How severe does this issue affect your experience of using Ray?
- High: It blocks me to complete my task.
I created a grpc application via ray, but I noticed a bug due to which batching of messages after load testing blocks the method that is responsible for batching requests until the service is restarted.
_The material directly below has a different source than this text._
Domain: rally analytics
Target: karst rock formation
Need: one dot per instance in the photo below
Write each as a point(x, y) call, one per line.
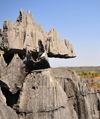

I could not figure out what was wrong, so I decided to just run the second replica.
On the server 2 gpu,
I wanted to run 1 grpc service on each. But I can’t.
@serve.deployment(
is_driver_deployment=True,
name="whisper",
ray_actor_options={"num_cpus": 12},
num_replicas=2
)
class MyService(test_pb2_grpc.MyServiceServicer, gRPCIngress):
...
@serve.batch(max_batch_size=1, batch_wait_timeout_s=0.150)
async def handle_batch(
self, requests: RequestBatch
):
return ["ok" for i in requests]
async def Method(self, request, context: grpc.ServicerContext):
return await self.handle_batch(request)
I run it like this:
FROM rayproject/ray-ml:2.3.0-py38-gpu
....
CMD ldconfig \
&& OMP_NUM_THREADS=${OMP_NUM_THREADS} ray start --head \
--port=$RAY_HEAD_PORT \
# --include-dashboard=false \
--dashboard-host=0.0.0.0 \
--dashboard-port=$RAY_DASHBOARD_PORT \
&& serve run main:stt_deployment